Utilizing the AWS EFA with Apptainer
Apptainer is the most popular container solution for HPC. It has great integration with common specialized HPC hardware/software like GPU devices and MPI software stacks, and the containerized model it brings adds security and reproducibility that makes it ideal for deployment in a multi-user HPC cluster environment. One major use case for Apptainer is in GPU-accelerated workloads, where it makes the task of packaging together and integration of GPU with the application at hand simple and effective in an HPC environment.
The Elastic Fabric Adapter (EFA) is an HPC interconnect offered by AWS on some of its compute instances.
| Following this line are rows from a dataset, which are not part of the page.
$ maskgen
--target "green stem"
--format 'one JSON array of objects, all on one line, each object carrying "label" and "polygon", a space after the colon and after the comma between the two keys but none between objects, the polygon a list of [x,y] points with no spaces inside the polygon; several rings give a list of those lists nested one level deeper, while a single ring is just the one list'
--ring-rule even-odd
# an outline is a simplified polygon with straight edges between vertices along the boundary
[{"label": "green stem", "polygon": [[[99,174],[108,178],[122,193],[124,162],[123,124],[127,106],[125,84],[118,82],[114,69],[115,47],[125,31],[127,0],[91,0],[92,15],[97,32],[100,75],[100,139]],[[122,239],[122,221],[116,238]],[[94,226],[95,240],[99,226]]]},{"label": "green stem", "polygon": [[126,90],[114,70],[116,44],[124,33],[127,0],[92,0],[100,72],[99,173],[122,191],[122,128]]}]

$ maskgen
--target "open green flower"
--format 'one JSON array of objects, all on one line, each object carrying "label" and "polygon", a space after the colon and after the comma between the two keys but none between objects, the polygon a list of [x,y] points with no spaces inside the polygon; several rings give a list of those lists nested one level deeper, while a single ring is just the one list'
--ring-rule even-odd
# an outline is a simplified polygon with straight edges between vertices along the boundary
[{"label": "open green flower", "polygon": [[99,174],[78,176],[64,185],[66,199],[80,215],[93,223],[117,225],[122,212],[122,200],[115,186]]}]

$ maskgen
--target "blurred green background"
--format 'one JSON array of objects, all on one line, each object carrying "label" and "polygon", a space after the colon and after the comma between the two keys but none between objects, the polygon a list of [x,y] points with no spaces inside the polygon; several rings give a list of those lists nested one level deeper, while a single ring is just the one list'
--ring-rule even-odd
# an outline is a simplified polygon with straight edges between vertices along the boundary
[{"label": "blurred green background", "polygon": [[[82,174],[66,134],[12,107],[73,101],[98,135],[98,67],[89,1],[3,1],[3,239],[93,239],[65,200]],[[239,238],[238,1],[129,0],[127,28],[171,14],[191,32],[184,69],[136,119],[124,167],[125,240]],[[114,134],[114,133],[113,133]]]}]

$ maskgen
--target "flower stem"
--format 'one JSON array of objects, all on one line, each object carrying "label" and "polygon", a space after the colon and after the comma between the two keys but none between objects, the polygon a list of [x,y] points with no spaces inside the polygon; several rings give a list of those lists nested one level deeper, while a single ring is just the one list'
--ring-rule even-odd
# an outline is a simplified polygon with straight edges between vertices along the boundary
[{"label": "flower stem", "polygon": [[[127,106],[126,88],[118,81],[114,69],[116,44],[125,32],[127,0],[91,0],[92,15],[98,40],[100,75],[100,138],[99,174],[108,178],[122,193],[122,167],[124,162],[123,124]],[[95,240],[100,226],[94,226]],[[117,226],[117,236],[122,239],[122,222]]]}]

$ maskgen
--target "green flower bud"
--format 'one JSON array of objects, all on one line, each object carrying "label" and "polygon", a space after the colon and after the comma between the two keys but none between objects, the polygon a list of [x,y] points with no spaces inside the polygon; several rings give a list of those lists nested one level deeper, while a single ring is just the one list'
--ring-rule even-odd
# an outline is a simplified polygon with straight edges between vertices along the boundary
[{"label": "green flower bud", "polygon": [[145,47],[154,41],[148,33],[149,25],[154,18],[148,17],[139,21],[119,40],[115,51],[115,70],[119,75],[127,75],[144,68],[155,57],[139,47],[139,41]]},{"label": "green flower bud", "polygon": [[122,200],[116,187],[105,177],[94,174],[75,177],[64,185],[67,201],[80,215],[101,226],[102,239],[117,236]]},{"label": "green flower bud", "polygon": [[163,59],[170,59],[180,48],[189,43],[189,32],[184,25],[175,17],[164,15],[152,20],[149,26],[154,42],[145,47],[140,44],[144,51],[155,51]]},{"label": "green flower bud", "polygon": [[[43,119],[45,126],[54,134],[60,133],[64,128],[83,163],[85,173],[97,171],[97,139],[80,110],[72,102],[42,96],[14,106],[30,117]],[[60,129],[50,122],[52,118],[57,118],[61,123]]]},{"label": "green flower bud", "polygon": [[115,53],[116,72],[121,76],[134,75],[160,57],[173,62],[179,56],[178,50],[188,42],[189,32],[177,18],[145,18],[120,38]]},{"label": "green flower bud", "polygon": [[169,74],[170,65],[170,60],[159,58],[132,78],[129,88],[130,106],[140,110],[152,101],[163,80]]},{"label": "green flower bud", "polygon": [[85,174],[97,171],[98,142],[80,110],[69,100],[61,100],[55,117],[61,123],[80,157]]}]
The EFA provides remote direct memory access (RDMA) in the same manner as InfiniBand, Omni-Path, or other HPC interconnect implementations, and using it to link up your compute instances on AWS can lead to significant speedups in your HPC workloads. The EFA is not difficult to work with, but does require some specialized installation procedures on both the host and in the container.
A basic requirement for this demo is a small, two node cluster on AWS that can be utilized for testing. The instances types used for these nodes must support the EFA, so it’s recommended that you use two c5n.9xlarges (which the author used) or something similar. The author also set the CPU options to only present one thread per core. Please follow the guide at https://docs.aws.amazon.com/AWSEC2/latest/UserGuide/efa-start.html to set up your two nodes, and ensure they can connect to each other with fi_pingpong before proceeding if you’d like to also follow along.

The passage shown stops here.